On a visit to Nigeria a few weeks ago, Sr Kathleen, who celebrates 25 years of missionary service this year, was honoured by the Women’s Interfaith Council (WIC), an organisation she helped set up in 2010.
The Co. Donegal native did her doctorate in women’s religious discourse and interreligious dialogue. In an interview with The Tablet in 2013, she explained that this research wove together her congregation’s commitment to the promotion of the dignity of women, especially in Africa, and her own particular interest in “mission as dialogue with the ‘other’”.
Having lived in Nigeria when some of the deadliest attacks were carried out by the Islamist Boko Haram group, she firmly believes that religion can act as an agent for peace but she is very aware of the potential fallout from the politicisation of religion.
She joined religious life when she was 21 and within 6 weeks of joining she was sent to Ibadan in Nigeria for a year. Though she subsequently also spent time in the barrios of Argentina and studying in Rome, between 2008 and 2013 she was based in Kaduna.
The Women’s Interfaith Council enables Muslim and Christian women to come together to tackle issues of common concern such as health, literacy, unemployment and violence – both domestic and interreligious.
It is about “building communion”, Sr Kathleen explained in her Tablet interview. “I try to facilitate a platform where women of faith can discuss common problems and confront common issues and share their perspectives and see how to challenge those concerns together. Voicelessness is a thing women here suffer greatly from, so uniting their voices means that their voices are heard.”
Poverty, unemployment and educational disadvantage facilitate the stoking up of religious and ethnic tensions in northern Nigeria.
Instability and the constant threat of violence have resulted in a decline in inward investment to the region, which in turn fuels unemployment and despair, especially among the young.
Africa’s most populous nation is divided roughly along religious lines, with the majority of Christians living mainly in the oil-producing south and a majority of Muslims in the north.
A church bombing in 2012 prompted the Women’s Interfaith Council to gather 200 women from both faiths for an interfaith solidarity prayer meeting and to organise solidarity visits to the injured in hospital.
According to WIC, actions such as these have served to strengthen the resolve of women, leaders and members of faith groups to work together and do what they can to bring reconciliation and peace to Kaduna.
All the women who attend the WIC are the leaders of faith groups at diocesan or state level.
The WIC website lists 15 groups which are under the WIC interfaith umbrella.

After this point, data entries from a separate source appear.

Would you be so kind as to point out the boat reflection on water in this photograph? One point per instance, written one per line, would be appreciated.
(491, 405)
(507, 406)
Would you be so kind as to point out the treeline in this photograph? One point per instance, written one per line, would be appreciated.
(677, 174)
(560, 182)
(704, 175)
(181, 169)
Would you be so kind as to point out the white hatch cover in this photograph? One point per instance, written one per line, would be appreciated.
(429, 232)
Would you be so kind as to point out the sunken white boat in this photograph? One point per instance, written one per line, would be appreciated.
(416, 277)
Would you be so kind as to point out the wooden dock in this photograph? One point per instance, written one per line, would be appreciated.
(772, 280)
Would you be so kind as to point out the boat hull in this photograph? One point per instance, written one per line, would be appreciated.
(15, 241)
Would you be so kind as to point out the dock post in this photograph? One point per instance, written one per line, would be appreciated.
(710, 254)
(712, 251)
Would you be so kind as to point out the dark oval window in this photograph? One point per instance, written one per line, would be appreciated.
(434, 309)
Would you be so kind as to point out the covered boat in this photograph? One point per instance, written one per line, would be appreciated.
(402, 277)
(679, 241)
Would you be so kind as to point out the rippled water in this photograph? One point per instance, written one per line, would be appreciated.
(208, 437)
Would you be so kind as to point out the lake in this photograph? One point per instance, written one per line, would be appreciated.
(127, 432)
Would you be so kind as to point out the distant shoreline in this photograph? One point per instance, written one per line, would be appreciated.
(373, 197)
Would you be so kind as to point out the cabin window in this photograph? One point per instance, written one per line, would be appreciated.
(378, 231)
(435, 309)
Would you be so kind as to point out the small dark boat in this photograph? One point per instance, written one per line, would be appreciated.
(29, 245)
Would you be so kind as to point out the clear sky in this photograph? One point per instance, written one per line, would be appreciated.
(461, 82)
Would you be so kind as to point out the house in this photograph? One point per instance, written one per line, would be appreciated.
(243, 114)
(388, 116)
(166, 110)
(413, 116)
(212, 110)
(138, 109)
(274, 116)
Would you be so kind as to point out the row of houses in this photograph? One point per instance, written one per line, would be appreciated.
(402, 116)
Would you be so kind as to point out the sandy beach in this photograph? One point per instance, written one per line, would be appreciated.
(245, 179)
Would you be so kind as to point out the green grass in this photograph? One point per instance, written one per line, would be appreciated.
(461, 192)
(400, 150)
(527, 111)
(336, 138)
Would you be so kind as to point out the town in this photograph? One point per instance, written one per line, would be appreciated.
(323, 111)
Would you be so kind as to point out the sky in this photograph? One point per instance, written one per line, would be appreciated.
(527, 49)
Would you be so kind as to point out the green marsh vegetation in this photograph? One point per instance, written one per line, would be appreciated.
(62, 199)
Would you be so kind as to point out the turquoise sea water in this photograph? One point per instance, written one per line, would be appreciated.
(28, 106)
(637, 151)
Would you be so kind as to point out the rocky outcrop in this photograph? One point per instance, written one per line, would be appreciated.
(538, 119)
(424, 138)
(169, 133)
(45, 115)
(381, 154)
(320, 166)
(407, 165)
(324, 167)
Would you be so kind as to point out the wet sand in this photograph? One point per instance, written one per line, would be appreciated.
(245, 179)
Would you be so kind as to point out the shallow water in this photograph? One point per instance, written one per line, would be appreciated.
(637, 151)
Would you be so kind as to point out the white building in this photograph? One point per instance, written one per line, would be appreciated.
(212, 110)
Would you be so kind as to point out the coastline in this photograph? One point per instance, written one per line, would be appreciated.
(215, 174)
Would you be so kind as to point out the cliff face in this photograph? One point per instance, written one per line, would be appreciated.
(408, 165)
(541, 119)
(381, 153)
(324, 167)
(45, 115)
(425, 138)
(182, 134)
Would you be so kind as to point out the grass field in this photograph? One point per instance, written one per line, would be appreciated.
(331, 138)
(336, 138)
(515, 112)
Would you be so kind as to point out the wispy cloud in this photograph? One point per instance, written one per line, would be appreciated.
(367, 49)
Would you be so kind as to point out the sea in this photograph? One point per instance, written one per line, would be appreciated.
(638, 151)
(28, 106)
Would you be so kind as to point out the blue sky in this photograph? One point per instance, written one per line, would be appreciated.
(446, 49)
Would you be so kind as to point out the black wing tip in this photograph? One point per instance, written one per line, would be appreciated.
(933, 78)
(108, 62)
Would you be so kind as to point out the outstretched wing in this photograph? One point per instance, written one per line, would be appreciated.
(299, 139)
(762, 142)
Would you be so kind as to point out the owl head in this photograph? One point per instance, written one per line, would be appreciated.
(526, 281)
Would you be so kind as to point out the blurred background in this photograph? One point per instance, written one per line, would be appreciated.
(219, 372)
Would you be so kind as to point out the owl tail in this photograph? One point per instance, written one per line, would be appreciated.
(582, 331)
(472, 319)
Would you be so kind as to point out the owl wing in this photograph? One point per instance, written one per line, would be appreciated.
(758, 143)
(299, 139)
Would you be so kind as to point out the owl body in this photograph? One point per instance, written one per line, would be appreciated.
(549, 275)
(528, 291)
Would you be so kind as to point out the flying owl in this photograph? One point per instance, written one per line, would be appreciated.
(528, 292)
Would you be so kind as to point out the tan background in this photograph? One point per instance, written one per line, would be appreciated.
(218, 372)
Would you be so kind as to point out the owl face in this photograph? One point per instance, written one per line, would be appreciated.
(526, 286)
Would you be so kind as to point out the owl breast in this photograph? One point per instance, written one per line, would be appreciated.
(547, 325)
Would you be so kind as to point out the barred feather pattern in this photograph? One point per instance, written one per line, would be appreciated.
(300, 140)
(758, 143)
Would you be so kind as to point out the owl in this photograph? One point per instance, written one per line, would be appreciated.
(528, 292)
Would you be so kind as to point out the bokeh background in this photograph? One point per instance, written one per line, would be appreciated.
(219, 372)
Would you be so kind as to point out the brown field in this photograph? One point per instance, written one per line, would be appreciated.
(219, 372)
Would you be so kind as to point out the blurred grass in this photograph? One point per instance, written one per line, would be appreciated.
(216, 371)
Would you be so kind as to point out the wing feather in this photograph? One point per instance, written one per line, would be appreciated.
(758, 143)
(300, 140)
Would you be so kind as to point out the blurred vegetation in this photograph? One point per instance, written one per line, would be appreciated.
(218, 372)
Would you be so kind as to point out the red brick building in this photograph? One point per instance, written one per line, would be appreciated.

They include FOMWAN (Federation of Muslim Women’s Association of Nigeria, Kaduna State Chapter), Zumantar Mata, Baptist Women’s Missionary Union (WMU), Women’s Pentecostal Fellowship of Nigeria (PFN), NASFAT Women’s Wing (Kaduna State), Catholic Women’s Organisation (Archdiocese of Kaduna) and Women in Da’wah (Kaduna State).
The WIC reaches out to key stakeholders of women’s faith groups, including male religious, traditional and political leaders, about the need for interreligious dialogue and for women’s participation in the same.

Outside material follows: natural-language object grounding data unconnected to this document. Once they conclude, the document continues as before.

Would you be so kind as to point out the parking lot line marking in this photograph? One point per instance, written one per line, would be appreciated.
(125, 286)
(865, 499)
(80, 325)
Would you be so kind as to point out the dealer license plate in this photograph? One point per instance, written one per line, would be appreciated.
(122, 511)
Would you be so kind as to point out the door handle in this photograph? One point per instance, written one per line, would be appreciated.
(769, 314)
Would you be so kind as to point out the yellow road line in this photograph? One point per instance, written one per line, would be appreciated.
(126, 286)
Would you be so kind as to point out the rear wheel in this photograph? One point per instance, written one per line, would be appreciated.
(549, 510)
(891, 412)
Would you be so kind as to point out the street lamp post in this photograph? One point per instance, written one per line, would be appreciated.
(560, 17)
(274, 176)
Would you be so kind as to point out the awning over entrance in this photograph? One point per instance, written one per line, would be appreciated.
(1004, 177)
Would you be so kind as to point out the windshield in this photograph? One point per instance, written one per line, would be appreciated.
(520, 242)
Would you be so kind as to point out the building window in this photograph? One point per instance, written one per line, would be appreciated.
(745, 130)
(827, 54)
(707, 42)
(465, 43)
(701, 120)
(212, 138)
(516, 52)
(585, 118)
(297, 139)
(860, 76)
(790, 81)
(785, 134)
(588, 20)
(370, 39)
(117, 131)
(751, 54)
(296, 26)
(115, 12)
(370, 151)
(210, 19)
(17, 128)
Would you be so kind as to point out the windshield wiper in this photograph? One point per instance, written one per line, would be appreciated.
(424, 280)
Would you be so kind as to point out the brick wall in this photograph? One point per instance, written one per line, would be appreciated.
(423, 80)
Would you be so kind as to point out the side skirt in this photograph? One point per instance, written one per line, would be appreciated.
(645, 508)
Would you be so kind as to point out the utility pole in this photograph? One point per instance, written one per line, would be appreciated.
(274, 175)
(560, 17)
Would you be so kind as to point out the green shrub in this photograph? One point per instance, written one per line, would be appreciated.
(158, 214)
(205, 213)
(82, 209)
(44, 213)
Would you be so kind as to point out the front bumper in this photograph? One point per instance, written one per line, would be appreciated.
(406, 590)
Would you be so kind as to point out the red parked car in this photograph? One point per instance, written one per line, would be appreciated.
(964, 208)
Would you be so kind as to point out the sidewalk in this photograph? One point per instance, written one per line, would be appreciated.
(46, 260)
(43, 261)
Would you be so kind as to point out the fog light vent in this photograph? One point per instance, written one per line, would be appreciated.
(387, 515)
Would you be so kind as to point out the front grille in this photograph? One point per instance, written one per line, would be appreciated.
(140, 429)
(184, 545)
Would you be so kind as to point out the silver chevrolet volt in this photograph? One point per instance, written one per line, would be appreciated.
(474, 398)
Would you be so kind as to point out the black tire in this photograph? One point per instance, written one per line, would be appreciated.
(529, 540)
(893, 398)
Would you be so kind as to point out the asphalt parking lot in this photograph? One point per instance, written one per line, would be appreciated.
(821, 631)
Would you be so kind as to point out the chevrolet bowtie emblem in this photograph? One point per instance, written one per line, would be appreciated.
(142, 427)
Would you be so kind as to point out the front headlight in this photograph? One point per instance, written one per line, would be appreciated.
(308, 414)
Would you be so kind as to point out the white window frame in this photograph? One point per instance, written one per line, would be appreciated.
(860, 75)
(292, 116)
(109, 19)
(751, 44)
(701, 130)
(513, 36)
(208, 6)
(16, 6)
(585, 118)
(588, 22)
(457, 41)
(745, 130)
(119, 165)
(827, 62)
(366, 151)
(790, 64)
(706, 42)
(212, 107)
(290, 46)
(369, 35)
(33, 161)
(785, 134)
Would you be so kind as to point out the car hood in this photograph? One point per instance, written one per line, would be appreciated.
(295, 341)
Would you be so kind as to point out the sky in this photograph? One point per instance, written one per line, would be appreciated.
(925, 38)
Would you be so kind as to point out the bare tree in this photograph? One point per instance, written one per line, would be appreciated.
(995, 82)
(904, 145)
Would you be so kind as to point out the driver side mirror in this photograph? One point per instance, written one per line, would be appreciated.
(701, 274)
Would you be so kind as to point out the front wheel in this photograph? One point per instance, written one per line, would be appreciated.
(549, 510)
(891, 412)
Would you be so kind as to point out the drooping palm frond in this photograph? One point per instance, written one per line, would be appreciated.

It also reaches out to society at large to emphasise the need to collaborate as people of faith.
The group has held many training workshops on conflict transformation and peace building for female faith leaders.
A recent workshop, sponsored by the OLA Province of Ireland, focused on the role of women in preventing children and community members becoming radicalised.
Forty-eight women leaders representing sixteen Catholic and Muslim faith groups took part in the workshop.